The problem is that Shugden practitioners are angry that their practice is no longer part of the mainstream of Tibetan Buddhism, and they blame the Dalai Lama for this and want to discredit him and try to force him to reverse his decision, through harassment. It is certainly a shame that some of the Shugden monastics had to leave the mainstream monasteries and find new homes, but this inconvenience for them is the far lesser of two evils, from the point of view of the Dalai Lama, who we must remember is the spiritual leader of a society that deeply believes in good and evil spirits. We should never forget this context of the Tibetan culture and religion, and we should not impose our own beliefs on this matter.

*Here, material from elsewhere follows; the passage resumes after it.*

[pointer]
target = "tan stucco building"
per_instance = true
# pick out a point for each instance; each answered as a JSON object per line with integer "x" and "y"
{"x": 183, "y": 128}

We must respect the right of the Dalai Lama to make decisions on behalf of his people, in respect to this culture and religion, which is different to ours, here in the west.
Robert set up a Facebook group, Exposing the NKT. The description of the group is:
This community is for those who wish to share and discuss their experiences within the New Kadampa Tradition, so we can support each other, and also we hope that this information may prove valuable to those interested in the tradition, who want to learn more about what they are getting themselves into.
This is also a community for the research into the Dorje Shugden controversy, and the elaborate campaign the NKT has undertaken against His Holiness The Dalai Lama.
We are not a hate community, and we believe in unbiased research. Our goal is simply to make information available to people, with which they can make up their own minds.
We believe that current NKT practitioners, as well as ex-practitioners, deserve our kindness and respect, so this community will not tolerate any hurtful speech, and we wish only to benefit all parties.